Opportunities to Parallelize Path Planning Algorithms for Autonomous Underwater Vehicles

This paper discusses opportunities to parallelize graph based path planning algorithms in a time varying environment. Parallel architectures have become commonplace, requiring algorithm to be parallelized for efficient execution. An additional focal point of this paper is the inclusion of inaccuracies in path planning as a result of forecast error variance, accuracy of calculation in the cost functions and a different observed vehicle speed in the real mission than planned. In this context, robust path planning algorithms will be described. These algorithms are equally applicable to land based, aerial, or underwater mobile autonomous systems. The results presented here provide the basis for a future Research project in which the parallelized algorithms will be evaluated on multi and many core systems such as the dual core ARM Panda board and the 48 core Single-chip Cloud Computer (SCC). Modern multi and many core processors support a wide range of performance vs. energy tradeoffs that can be exploited in energyconstrained environments such as battery operated autonomous underwater vehicles. For this evaluation, the boards will be deployed within the Slocum glider, a commercially available, buoyancy driven autonomous underwater vehicle (AUV).

Parallelization of Path Planning Algorithms for AUVs Concepts, Opportunities, and Program-Technical Implementation

Modern autonomous underwater vehicles (AUVs) have advanced sensing capabilities including sonar, cameras, acoustic communication, and diverse bio-sensors. Instead of just sensing its environment and storing the data for post-Mission inspection, an AUV could use the collected information to gain an understanding of its environment, and based on this understanding autonomously adapt its behavior to enhance the overall effectiveness of its mission. Many such tasks are highly computation intensive. This paper presents the results of a case study that illustrates the effectiveness of an energy-aware, many-core computing architecture to perform on-board path planning within a batteryoperated AUV. A previously published path planning algorithm was ported onto the SCC, an experimental 48 core single-chip system developed by Intel. The performance, power, and energy consumption of the application were measured for different numbers of cores and other system parameters. This case study shows that computation intensive tasks can be executed within an AUV that relies mainly on battery power. Future plans include the deployment and testing of an SCC system within a Teledyne Webb Research Slocum glider.

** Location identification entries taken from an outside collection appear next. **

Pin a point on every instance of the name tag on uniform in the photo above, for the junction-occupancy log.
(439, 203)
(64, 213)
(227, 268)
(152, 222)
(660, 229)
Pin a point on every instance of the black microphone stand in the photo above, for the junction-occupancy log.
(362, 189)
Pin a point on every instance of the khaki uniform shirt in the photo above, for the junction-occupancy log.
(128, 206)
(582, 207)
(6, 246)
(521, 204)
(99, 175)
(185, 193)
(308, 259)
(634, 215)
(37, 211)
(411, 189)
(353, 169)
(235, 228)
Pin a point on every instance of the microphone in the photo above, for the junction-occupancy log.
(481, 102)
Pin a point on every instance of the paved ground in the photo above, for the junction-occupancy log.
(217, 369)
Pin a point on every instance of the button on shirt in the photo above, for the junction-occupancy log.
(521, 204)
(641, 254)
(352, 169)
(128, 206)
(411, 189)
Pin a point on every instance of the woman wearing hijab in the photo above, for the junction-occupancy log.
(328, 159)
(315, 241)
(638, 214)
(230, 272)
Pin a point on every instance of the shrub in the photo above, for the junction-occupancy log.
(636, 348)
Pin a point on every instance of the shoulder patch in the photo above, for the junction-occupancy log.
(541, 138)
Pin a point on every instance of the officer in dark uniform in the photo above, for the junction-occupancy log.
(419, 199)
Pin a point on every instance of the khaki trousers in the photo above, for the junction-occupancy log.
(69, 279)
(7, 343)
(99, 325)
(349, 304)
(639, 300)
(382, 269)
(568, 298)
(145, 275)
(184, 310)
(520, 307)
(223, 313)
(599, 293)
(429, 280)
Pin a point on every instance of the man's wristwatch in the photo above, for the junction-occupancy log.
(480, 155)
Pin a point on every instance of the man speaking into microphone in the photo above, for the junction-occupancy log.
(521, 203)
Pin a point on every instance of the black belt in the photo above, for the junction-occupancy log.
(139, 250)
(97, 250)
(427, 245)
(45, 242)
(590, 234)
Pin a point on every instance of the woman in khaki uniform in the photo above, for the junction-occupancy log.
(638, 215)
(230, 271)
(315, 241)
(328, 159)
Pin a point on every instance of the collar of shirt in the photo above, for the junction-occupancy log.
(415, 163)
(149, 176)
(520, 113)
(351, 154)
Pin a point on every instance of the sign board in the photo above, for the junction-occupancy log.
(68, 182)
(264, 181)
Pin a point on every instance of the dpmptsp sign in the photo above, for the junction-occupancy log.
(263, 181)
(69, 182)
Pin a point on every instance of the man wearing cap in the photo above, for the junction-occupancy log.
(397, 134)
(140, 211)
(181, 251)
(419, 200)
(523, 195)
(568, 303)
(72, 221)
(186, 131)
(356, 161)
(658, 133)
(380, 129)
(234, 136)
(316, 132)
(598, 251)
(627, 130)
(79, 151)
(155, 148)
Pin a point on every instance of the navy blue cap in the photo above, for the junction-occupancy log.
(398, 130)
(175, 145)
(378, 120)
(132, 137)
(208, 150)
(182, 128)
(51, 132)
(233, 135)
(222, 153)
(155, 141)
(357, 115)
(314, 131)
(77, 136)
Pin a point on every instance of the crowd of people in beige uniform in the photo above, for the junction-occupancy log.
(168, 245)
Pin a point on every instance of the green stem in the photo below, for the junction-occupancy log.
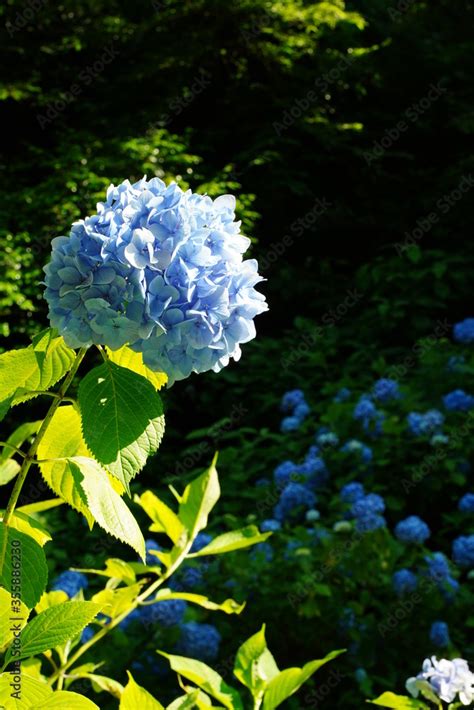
(28, 460)
(141, 597)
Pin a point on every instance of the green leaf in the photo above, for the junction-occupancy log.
(198, 499)
(235, 540)
(205, 678)
(66, 700)
(31, 691)
(12, 611)
(54, 359)
(390, 700)
(106, 506)
(18, 438)
(8, 470)
(63, 439)
(122, 419)
(254, 664)
(21, 553)
(126, 357)
(54, 626)
(134, 696)
(290, 680)
(164, 519)
(28, 525)
(229, 606)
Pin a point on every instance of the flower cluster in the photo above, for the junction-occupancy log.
(294, 404)
(412, 530)
(159, 269)
(443, 680)
(458, 401)
(70, 582)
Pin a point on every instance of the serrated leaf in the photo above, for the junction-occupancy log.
(198, 499)
(106, 506)
(18, 437)
(402, 702)
(31, 691)
(122, 419)
(290, 680)
(134, 696)
(205, 678)
(54, 626)
(66, 700)
(229, 606)
(63, 439)
(54, 359)
(126, 357)
(30, 561)
(29, 526)
(254, 664)
(8, 470)
(12, 611)
(164, 519)
(234, 540)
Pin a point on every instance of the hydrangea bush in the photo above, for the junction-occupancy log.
(156, 282)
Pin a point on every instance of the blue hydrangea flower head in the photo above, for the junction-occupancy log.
(458, 401)
(370, 504)
(201, 541)
(151, 559)
(70, 582)
(342, 395)
(199, 641)
(385, 390)
(428, 423)
(463, 332)
(412, 530)
(283, 472)
(270, 526)
(290, 424)
(463, 551)
(439, 634)
(291, 400)
(293, 498)
(404, 581)
(466, 504)
(159, 269)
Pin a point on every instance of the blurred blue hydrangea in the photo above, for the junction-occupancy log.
(421, 424)
(199, 641)
(385, 390)
(293, 498)
(439, 634)
(70, 582)
(463, 332)
(352, 492)
(458, 401)
(162, 270)
(291, 400)
(412, 530)
(463, 551)
(466, 504)
(270, 526)
(404, 581)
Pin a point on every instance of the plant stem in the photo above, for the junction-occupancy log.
(29, 458)
(141, 597)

Comparison of Guidance Modes for the AUV "Slocum Glider" in Time-Varying Ocean Flows

This paper presents possibilities for the reliable guidance of an AUV "Slocum Glider" in time-varying ocean flows. The presented guidance modes consider the restricted information during a real mission about the actual position and ocean current conditions as well as the available control modes of a glider. A faster-than-real-time, full software stack simulator for the Slocum glider will be described in order to test the developed guidance modes under real mission conditions.